A Antoñita la Verdulera (nombre alterado) la vimos sufrir ante nuestros descarados insultos; vecino del barrio y de familia conocida; nos maldecía recordando con malas palabras a nuestros muertos y repitiendo una y otra vez, y a veces con las lágrimas saltadas y gruesas venas en su garganta, que nuestras madres eran unas putas. Te pido perdón Antoñita donde quiera que estés porque aunque de esto hace ya más de 60 años, nunca es tarde.
Andrea tenía la gracia a espuertas, pero como se ganaba la vida vendiendo tabaco y chucherías en la puerta del Generalife dando la cara al público, no tuvo más remedio que aliarse con los clientes y dar a conocer su condición antes que intentar la clandestinidad. Siempre se mostró gracioso pero respetuoso. Todavía recuerdo el piropo que me brindó cuando yo aún no había cumplido los doce y me acerqué a comprarle dos gordas de pipas. ¿Qué quieres, príncipe de Gales? No tenía ni idea de lo que me decía, de no ser porque venían conmigo compañeros de 3º que me lo aclararon entre sonrisas.

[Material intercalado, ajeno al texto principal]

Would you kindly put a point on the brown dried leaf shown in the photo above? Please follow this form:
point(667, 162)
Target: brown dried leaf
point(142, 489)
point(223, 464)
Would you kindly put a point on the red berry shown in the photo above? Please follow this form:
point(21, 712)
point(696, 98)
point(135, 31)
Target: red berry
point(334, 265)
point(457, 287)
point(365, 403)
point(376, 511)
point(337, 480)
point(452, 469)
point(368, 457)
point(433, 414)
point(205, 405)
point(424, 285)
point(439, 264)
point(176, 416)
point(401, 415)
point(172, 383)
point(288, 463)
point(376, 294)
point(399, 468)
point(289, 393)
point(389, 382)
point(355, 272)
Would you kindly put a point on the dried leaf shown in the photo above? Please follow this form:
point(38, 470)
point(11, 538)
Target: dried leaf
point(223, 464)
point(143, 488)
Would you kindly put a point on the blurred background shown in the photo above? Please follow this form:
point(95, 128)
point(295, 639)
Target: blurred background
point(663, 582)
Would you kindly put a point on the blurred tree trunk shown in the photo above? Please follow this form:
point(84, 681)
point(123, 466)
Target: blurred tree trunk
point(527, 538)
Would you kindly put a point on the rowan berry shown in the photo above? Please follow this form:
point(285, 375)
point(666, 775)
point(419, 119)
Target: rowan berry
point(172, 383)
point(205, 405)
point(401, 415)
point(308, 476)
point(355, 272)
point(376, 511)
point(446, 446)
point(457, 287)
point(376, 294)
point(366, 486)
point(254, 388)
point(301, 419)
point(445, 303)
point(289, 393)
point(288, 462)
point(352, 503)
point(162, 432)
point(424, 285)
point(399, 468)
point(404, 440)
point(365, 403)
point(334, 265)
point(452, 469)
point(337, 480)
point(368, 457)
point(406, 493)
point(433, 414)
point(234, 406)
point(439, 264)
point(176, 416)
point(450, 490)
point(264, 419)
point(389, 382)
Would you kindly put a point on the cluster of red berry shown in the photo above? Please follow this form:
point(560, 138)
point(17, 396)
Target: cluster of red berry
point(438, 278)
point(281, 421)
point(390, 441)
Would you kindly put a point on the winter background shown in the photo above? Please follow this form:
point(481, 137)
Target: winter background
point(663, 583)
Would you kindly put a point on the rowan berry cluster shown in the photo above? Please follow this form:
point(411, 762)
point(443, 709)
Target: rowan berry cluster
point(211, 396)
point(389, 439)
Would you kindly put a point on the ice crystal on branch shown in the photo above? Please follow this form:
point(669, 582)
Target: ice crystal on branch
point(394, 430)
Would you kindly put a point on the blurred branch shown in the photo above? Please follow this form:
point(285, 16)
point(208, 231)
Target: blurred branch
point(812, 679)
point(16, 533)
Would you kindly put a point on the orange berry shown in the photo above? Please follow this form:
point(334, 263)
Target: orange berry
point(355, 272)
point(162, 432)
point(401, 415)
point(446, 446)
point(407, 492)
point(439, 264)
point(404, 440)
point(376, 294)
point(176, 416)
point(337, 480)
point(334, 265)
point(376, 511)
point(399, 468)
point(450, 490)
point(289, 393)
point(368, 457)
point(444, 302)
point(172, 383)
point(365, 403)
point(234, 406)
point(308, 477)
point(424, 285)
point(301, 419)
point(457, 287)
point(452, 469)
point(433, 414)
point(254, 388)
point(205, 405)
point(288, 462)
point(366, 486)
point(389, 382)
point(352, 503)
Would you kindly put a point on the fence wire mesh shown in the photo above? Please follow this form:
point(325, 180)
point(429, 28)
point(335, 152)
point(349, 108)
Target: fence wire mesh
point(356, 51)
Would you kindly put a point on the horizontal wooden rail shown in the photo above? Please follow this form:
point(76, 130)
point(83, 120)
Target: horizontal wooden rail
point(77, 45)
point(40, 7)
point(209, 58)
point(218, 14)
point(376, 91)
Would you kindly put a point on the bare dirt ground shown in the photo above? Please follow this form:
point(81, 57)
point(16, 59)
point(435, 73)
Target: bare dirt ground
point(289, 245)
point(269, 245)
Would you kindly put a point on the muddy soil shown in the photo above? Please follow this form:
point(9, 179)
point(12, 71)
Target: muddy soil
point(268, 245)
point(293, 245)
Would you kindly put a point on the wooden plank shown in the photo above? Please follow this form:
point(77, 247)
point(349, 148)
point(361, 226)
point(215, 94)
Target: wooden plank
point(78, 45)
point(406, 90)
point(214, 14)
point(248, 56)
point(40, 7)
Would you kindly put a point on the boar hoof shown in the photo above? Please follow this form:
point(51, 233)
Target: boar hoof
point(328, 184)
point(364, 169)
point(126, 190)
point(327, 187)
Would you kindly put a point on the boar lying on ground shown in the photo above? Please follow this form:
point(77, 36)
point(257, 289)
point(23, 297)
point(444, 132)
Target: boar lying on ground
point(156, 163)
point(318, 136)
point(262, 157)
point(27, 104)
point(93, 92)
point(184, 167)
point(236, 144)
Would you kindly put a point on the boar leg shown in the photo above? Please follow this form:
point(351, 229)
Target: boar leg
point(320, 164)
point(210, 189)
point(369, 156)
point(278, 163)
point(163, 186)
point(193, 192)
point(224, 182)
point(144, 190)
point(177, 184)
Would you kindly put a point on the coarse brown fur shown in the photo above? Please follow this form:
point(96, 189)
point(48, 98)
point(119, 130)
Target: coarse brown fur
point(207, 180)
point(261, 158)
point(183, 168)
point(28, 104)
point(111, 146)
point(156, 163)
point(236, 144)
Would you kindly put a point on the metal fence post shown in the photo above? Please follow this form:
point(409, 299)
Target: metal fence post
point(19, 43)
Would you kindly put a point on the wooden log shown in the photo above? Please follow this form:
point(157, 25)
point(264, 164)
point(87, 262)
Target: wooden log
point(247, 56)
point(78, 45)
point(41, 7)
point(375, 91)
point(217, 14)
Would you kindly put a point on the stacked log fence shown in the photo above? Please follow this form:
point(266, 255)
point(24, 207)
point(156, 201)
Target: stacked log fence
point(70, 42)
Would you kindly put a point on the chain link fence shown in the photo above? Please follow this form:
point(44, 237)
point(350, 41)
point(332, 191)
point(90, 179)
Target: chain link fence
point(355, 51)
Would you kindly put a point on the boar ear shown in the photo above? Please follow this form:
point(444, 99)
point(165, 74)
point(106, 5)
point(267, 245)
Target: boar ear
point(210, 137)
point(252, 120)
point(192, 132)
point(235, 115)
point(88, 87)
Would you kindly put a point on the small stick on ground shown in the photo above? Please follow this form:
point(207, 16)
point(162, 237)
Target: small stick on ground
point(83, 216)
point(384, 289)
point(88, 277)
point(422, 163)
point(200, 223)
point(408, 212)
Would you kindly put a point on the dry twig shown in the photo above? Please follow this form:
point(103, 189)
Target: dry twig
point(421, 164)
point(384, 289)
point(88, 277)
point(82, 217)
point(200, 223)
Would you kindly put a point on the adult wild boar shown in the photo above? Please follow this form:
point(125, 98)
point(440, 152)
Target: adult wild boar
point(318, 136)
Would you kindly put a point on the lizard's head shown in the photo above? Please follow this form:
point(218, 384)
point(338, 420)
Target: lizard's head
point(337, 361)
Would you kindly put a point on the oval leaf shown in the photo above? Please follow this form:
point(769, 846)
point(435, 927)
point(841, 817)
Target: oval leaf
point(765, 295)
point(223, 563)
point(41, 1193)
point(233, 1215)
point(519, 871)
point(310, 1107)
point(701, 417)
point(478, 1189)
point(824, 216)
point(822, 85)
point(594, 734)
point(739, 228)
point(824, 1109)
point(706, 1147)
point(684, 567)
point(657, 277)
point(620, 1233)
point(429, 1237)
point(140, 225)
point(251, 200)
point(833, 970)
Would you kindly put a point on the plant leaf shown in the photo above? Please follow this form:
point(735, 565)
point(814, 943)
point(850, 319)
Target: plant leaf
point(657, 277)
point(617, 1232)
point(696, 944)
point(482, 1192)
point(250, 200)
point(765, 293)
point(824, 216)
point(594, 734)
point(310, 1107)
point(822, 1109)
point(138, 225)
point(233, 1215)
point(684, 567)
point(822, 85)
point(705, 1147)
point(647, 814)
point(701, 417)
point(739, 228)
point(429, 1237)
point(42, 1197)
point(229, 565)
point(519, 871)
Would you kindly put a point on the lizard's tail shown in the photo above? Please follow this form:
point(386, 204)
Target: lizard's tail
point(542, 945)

En uno de los acertados artículos de Antonio Cambril titulado Orgullo gay le leí una frase que hoy le copio con descaro: "algunos eran tan pobres que no tenían ni siquiera armario en el que refugiarse". Este era tal vez el caso del protagonista de ese otro recuerdo que les cuento. Porque, a juzgar por su sencilla vestimenta, no se le veían muchos posibles. Pasaba casi a diario por mi placeta camino del mercado de San Agustín; alto, moreno y muy flaco; a veces solo pero casi siempre del brazo de su anciana madre; sus andares eran raros, muy raros, se cimbreaba al caminar con el arte de una damisela; y soportaba apenas con tres dedos las asas del cesto de la compra estirando con donaire anular y meñique; él (ella) la cabeza alta, con orgullo, mirando con desaire desde la acera de enfrente y tragándose amargamente los improperios que le llovían desde la otra acera; la madre, sin embargo, agachaba la cabeza intentando cruzar la calle lo antes posible. Te pido perdón, como quiera que te llames. Tal vez llegue tarde; pero dile a tu madre, que seguro te acompaña en el cielo, me deje besar sus blancos cabellos intentando aliviar en algo aquellas heridas abiertas por mi infantil pero cruel falta de respeto.